As he led her across to his own car he talked with a charming lack of embarrassment.
"Over on our left we have the island of Runnymede, where King John signed the Magna Carta in the year 1215. It is by virtue of this Great Charter that Englishmen have always enjoyed complete freedom to do everything that they are not forbidden to do"
The Hirondel was humming on towards London at a smooth seventy miles an hour before she was able to utter her thanks.
"I really was awfully relieved when you came along though I'm afraid you've lost me my job."
"Like that, was it?"
"I'm afraid so. If you happen to know a nice man who wants an efficient secretary for purely secretarial purposes, I could owe you even more than I do now."
It was extraordinarily easy to talk to him she was not quite sure why. In some subtle way he succeeded in weaving over her a fascination that was unique in her experience. Before they were in London she had outlined to him the whole story of her life. It was not until afterwards that she began to wonder how on earth she had ever been able to imagine that a perfect stranger could be interested in the recital of her inconsiderable affairs. For the tale she had to tell was very ordinary a simple sequence of family misfortunes which had forced her into a profession amongst whose employers the Lamantias are not so rare that any museum has yet thought it worth while to include a stuffed specimen in the catalogue of its exhibits.

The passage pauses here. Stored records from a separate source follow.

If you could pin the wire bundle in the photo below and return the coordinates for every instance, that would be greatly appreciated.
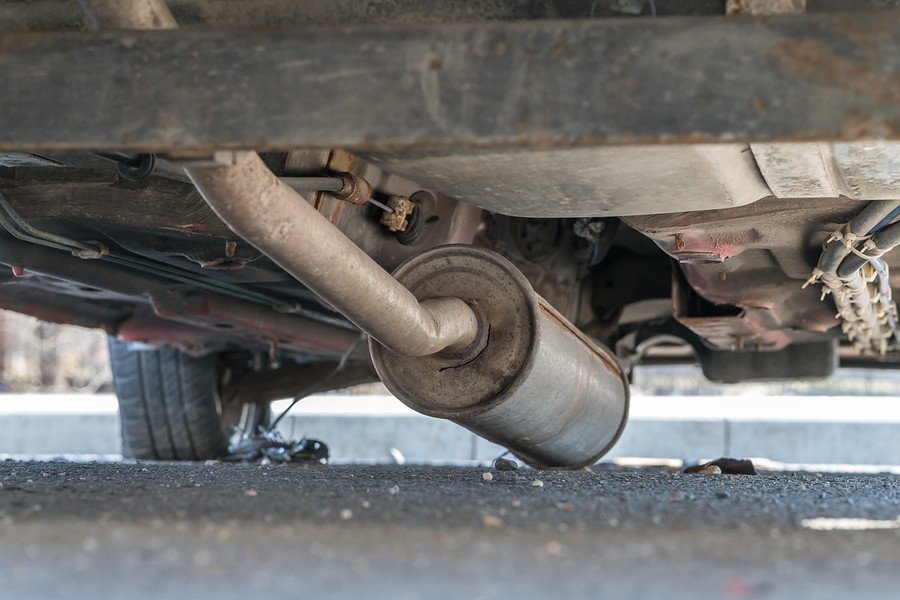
(851, 270)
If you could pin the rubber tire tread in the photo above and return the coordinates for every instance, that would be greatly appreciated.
(167, 404)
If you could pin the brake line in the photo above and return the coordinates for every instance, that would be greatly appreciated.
(19, 228)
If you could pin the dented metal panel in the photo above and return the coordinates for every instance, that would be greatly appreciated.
(868, 170)
(537, 84)
(582, 182)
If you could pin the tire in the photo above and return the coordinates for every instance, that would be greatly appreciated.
(168, 404)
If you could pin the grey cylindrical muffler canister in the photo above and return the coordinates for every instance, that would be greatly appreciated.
(531, 382)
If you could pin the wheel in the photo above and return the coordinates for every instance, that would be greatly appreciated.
(168, 403)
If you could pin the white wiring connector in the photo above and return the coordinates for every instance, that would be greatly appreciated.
(863, 300)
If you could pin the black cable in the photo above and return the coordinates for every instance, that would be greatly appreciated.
(342, 363)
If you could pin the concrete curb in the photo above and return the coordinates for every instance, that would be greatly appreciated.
(368, 429)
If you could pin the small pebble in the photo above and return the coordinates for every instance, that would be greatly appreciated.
(491, 521)
(502, 464)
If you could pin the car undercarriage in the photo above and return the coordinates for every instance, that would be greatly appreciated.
(562, 190)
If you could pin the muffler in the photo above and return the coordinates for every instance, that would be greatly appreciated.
(473, 343)
(531, 381)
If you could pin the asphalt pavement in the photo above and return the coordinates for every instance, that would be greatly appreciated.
(148, 531)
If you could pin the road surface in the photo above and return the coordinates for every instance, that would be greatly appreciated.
(246, 531)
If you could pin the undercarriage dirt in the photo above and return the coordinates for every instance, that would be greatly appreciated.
(159, 530)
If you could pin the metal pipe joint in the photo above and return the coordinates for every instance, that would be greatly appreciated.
(272, 217)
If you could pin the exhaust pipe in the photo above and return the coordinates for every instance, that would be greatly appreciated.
(457, 333)
(535, 384)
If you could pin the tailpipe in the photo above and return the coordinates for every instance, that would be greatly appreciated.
(531, 382)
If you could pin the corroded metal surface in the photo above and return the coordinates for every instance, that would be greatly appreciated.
(532, 84)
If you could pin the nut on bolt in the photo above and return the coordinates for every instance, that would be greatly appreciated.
(354, 190)
(398, 220)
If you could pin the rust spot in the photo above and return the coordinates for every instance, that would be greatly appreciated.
(758, 105)
(191, 228)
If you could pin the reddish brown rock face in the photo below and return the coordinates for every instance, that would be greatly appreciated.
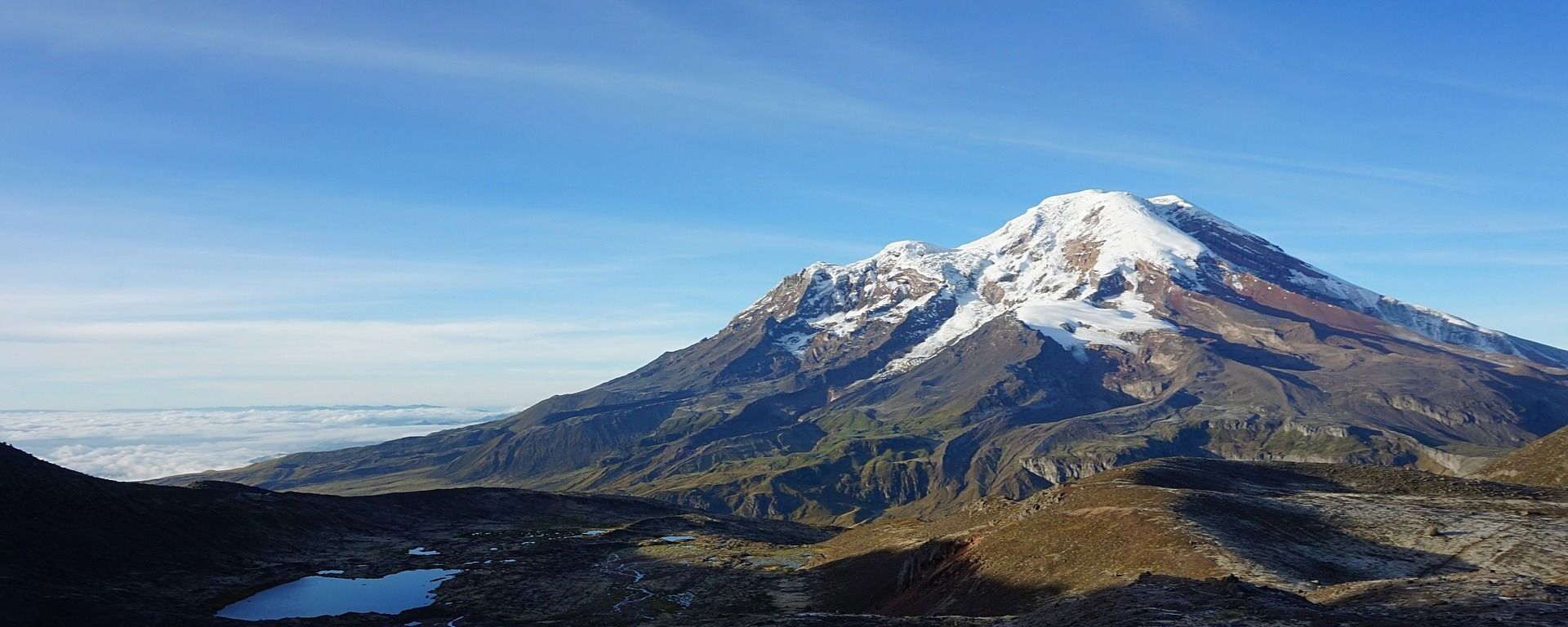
(1094, 331)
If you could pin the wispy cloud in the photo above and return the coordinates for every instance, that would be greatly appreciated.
(729, 83)
(141, 444)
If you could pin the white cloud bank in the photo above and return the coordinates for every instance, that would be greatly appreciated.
(141, 444)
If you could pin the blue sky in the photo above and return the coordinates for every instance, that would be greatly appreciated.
(483, 204)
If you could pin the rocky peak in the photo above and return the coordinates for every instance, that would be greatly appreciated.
(1084, 269)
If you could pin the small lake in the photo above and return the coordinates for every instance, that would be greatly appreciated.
(332, 596)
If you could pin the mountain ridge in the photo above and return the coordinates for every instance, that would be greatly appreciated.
(1092, 331)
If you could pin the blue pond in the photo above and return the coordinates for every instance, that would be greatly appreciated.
(332, 596)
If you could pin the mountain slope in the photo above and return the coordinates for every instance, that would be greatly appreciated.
(1092, 331)
(82, 550)
(1344, 538)
(1540, 463)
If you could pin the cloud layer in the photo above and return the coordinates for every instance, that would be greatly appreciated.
(141, 444)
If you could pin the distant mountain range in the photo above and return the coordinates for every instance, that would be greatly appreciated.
(1097, 330)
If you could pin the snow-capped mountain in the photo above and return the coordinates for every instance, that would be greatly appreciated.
(1084, 269)
(1095, 330)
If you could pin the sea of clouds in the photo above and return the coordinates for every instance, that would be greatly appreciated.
(141, 444)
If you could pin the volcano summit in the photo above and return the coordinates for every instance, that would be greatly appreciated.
(1097, 330)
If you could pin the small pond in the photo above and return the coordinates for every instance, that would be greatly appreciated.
(332, 596)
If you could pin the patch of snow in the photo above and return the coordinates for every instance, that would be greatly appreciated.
(1076, 323)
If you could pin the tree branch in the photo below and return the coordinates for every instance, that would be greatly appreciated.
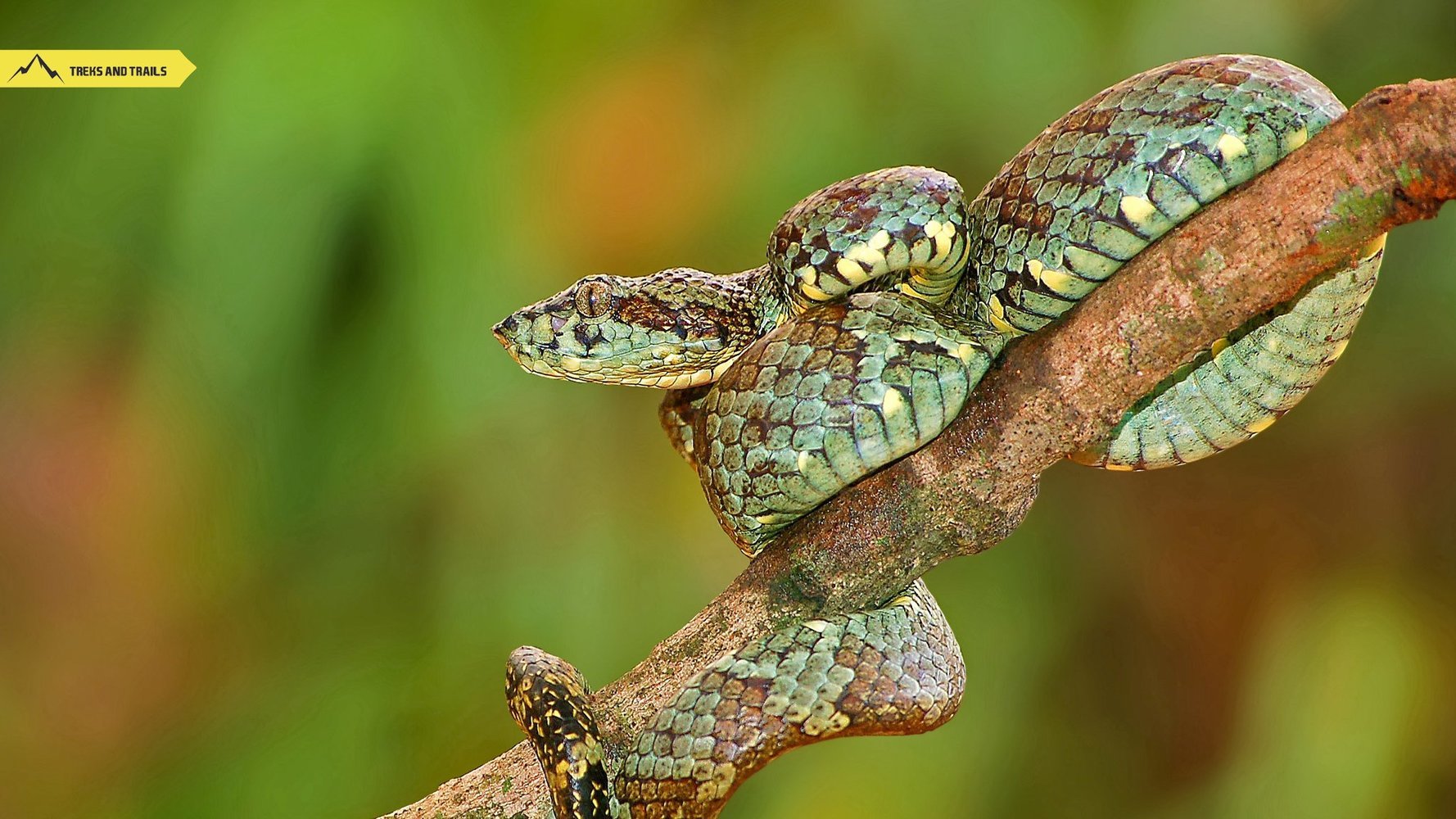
(1390, 161)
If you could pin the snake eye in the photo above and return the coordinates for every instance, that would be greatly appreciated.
(593, 299)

"And then, when my father died, my mother seemed to go a bit funny, poor darling! Anyone with a get-rich-quick scheme could take money off her. She ended up by meeting a man who was selling some wonderful shares that were going to multiply their value by ten in a few months. She gave him everything we had left; and a week or two later we found that the shares weren't worth the paper they were printed on."
"And so you joined the world's workers?"
She laughed softly.
"The trouble is to make anyone believe I really want to work. I'm rather pretty, you know, when you see me properly. I seem to put ideas into middle-aged heads."
She was led on to tell him so much about herself that they had reached her address in Bloomsbury before she had remembered that she had not even asked him his name.
"Templar Simon Templar," he said gently.
She was in the act of fitting her key into the front door, and she was so startled that she turned around and stared at him, half doubtful whether she ought to laugh.